Luego de un incidente naval, el 21 de abril de 1914 los norteamericanos tomaron a sangre y fuego el puerto de Veracruz. Carranza, que por esos días vivía en Chihuahua, protestó enérgicamente contra la invasión. Pero Villa, mostrando su pragmatismo, manifestó su confianza en que no habría necesidad de cruzar fuego contra ellos. Este deslinde de opiniones marcó el inicio de una fuerte hostilidad entre Carranza y Villa, que tendría graves consecuencias. Villa, no sobra decirlo, se esmeraba en proteger las negociaciones norteamericanas y por ello no sorprende que la enorme presa de La Boquilla pudiera seguir construyéndose a lo largo de estos años de gran violencia armada. Esa relación de Villa con los norteamericanos tal vez pueda explicarse por su interés por conservar el acceso al mercado de armas y a la salvaguarda de una relación político-diplomática que tenía gran peso en la turbulenta vida política mexicana.

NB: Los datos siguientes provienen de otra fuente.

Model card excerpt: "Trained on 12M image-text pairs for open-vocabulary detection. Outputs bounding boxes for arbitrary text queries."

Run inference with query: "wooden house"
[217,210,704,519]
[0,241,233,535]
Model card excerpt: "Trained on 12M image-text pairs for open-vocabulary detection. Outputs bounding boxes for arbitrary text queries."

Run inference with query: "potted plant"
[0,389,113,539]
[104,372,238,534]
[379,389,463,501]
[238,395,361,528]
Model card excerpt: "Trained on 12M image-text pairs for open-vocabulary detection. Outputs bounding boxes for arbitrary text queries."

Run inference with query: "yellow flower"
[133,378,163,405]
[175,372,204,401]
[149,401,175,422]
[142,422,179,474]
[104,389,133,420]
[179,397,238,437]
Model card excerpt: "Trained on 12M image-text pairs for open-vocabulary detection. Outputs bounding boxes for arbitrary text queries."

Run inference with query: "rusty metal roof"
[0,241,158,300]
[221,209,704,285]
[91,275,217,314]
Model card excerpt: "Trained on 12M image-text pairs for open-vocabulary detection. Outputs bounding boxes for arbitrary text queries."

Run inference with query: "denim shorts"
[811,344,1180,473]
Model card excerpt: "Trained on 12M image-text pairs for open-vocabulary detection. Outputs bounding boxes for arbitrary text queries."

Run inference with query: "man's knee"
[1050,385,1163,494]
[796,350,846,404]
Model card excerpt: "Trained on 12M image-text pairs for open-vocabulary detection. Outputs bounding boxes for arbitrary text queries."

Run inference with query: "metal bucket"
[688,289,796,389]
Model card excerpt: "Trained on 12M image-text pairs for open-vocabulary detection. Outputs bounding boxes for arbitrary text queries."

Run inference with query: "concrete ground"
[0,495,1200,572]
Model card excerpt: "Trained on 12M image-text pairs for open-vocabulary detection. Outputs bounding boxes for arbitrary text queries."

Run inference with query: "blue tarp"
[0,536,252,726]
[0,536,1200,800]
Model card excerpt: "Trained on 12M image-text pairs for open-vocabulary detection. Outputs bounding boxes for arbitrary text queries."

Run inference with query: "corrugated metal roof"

El aparato político-militar del villismo era importante porque el régimen de Huerta aún era un enemigo poderoso. En mayo de 1914 las fuerzas villistas, ya conocidas como la División del Norte del ejército constitucionalista, salieron con rumbo a Torreón. Allí tuvo lugar una dura batalla contra el reducto huertista, que duró más de una semana. El 20 de mayo Torreón era villista. Fue entonces cuando se agudizó la enemistad entre Villa y Carranza. Éste deseaba detener el avance de Villa hacia Zacatecas, para dar tiempo a que Álvaro Obregón, con su División del Noroeste, llegara primero a la ciudad de México. Villa desobedeció a Carranza y atacó Zacatecas en la última semana de junio. Allí se trabó una de las batallas más encarnizadas y sangrientas de la Revolución. El triunfo villista debilitó grandemente al huertismo, que también veía cómo Álvaro Obregón tomaba y dejaba atrás Guadalajara y se dirigía a toda velocidad hacia la capital del país. En agosto de 1914 Obregón firmaba los tratados de Teoloyucan, que formalizaban la derrota del régimen de Huerta y el triunfo del constitucionalismo encabezado por Carranza. Uno de los acuerdos fue la disolución del ejército federal, algo que Madero debió haber hecho desde mayo de 1911.

Villa no tomó la ciudad de México, pero mostró la enorme capacidad organizativa de su poderoso ejército. Con base en la ciudad de Chihuahua, este ejército recibía recursos y pertrechos desde Ciudad Juárez, en donde se adquirían de comerciantes norteamericanos. Por ello, todos los grupos revolucionarios buscaban controlar un punto fronterizo con Estados Unidos. Pero el aparato militar de Villa, incluido su servicio médico, era por mucho el más complejo y eficiente.